If your microplate reader has a luminescence capability, then you can use it. Most multimodal plate readers can be used for luminescence, but absorbance-only plate readers can't. Your samples should be in white plates for maximal sensitivity, although black plates can also be used. Clear plates may not be usable because of well-to-well crosstalk.

"I am using the same kit for ATP determination in cell lines. Can any one explain how to do lysis these cells after treament and estimation of ATP from these cell lines"

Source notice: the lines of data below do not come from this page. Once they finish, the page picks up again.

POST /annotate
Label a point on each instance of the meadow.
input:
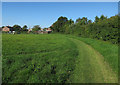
(55, 58)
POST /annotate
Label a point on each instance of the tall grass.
(37, 58)
(108, 50)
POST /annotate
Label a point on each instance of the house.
(48, 30)
(29, 30)
(7, 29)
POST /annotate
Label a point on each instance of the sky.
(46, 13)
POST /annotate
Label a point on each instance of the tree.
(89, 21)
(25, 28)
(58, 25)
(96, 19)
(17, 28)
(36, 28)
(103, 17)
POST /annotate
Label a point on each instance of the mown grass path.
(91, 67)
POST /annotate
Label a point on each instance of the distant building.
(0, 28)
(7, 29)
(48, 30)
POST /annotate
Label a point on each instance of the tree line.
(24, 29)
(102, 28)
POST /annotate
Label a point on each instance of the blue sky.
(46, 13)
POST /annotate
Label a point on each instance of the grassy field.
(55, 58)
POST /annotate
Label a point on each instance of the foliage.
(37, 58)
(17, 28)
(36, 28)
(25, 28)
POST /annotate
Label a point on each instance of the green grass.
(108, 50)
(56, 58)
(37, 58)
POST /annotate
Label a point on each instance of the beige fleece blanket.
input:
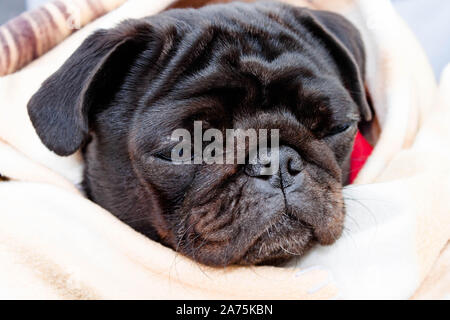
(56, 244)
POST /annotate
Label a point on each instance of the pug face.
(122, 94)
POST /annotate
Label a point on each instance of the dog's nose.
(290, 165)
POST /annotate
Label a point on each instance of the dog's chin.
(276, 244)
(279, 243)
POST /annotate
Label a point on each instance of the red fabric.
(361, 151)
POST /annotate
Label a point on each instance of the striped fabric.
(35, 32)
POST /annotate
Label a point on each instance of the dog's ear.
(60, 109)
(344, 42)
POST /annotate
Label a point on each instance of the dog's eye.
(339, 129)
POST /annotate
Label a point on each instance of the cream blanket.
(54, 243)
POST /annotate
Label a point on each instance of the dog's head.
(121, 95)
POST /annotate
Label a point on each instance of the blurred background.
(429, 19)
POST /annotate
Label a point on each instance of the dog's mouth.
(289, 237)
(285, 238)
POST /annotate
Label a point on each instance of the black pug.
(262, 65)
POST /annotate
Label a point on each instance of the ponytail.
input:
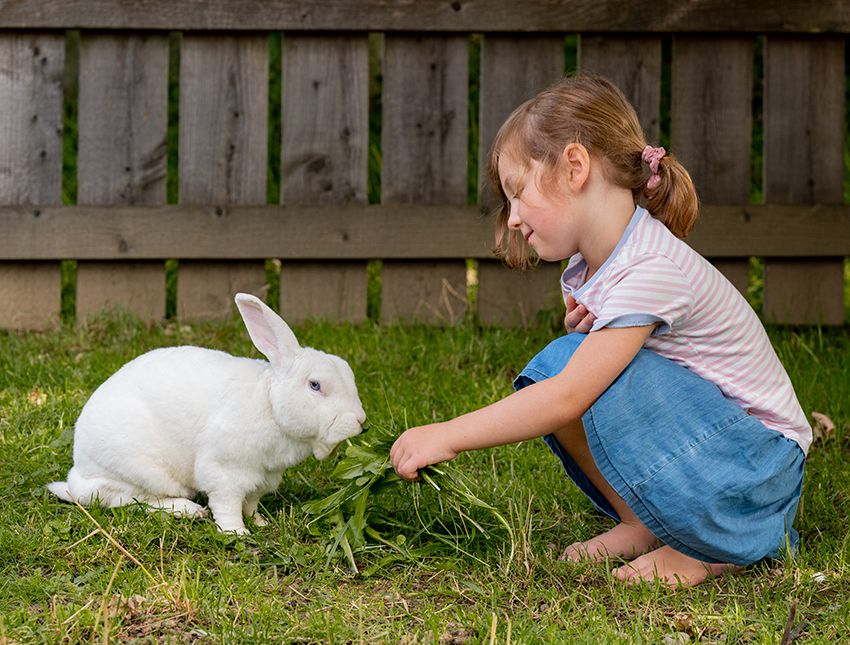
(673, 198)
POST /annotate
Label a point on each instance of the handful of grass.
(362, 506)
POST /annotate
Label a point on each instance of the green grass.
(61, 581)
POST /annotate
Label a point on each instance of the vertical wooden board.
(424, 139)
(31, 74)
(223, 155)
(333, 291)
(138, 287)
(324, 159)
(123, 105)
(711, 124)
(632, 63)
(803, 164)
(513, 69)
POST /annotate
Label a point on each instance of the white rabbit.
(181, 420)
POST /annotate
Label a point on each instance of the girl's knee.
(551, 360)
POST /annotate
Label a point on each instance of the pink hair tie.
(653, 157)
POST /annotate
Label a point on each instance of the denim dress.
(706, 478)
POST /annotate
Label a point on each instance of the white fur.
(181, 420)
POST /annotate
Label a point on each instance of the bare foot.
(671, 568)
(625, 540)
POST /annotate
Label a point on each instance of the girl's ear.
(576, 163)
(269, 333)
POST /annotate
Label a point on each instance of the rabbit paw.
(237, 530)
(259, 520)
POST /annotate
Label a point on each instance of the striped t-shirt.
(703, 322)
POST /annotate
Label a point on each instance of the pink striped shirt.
(703, 322)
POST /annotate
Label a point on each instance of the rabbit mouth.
(342, 427)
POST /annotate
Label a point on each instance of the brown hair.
(591, 111)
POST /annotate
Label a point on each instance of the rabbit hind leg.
(177, 506)
(96, 490)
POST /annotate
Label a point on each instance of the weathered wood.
(356, 232)
(513, 69)
(329, 290)
(803, 163)
(431, 15)
(424, 160)
(632, 63)
(324, 161)
(31, 69)
(123, 108)
(711, 123)
(223, 148)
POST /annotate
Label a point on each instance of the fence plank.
(324, 161)
(803, 163)
(750, 16)
(424, 160)
(31, 73)
(632, 63)
(123, 105)
(358, 232)
(223, 155)
(513, 69)
(711, 124)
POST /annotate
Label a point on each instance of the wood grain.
(632, 63)
(711, 124)
(222, 156)
(423, 141)
(123, 105)
(324, 161)
(748, 16)
(354, 232)
(31, 68)
(803, 163)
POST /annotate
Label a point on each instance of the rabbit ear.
(269, 333)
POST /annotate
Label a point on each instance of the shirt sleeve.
(645, 291)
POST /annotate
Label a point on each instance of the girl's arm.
(534, 411)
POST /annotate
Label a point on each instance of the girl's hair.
(591, 111)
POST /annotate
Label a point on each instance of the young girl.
(673, 414)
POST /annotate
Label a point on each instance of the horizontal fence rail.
(377, 116)
(352, 232)
(431, 15)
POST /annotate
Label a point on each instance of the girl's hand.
(419, 447)
(577, 318)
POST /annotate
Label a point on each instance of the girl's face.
(540, 212)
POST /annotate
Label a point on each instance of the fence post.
(711, 124)
(223, 156)
(804, 164)
(31, 73)
(423, 140)
(324, 161)
(123, 119)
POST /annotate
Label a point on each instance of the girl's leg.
(630, 538)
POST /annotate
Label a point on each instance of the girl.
(673, 414)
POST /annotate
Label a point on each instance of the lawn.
(125, 574)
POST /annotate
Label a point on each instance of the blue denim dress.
(706, 478)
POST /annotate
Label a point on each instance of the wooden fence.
(120, 231)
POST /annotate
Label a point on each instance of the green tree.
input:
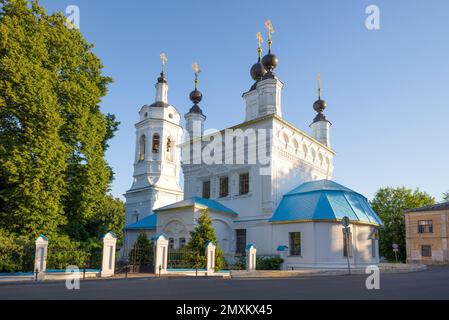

Some agent that immediately inactivates all ATPases:

https://www.researchgate.net/post/Which_is_a_good_Tissue_Cell_Lysis_Buffer_for_Luminescent_ATP_assay

ATP can degrade in a matter of seconds during sample preparation. This is a challenging issue for animal tissues: with live animals the true [ATP] determination can get very tricky. For cell lines people often use trichloroacetic (TCA) or perchloric (PCA) acid solution which almost immediately inactivates everything when mixes with a culture medium. In some metabolomics papers 80% methanol and other solvents seem to work well: Article Metabolomic profiling of the heart during acute ischemic pre...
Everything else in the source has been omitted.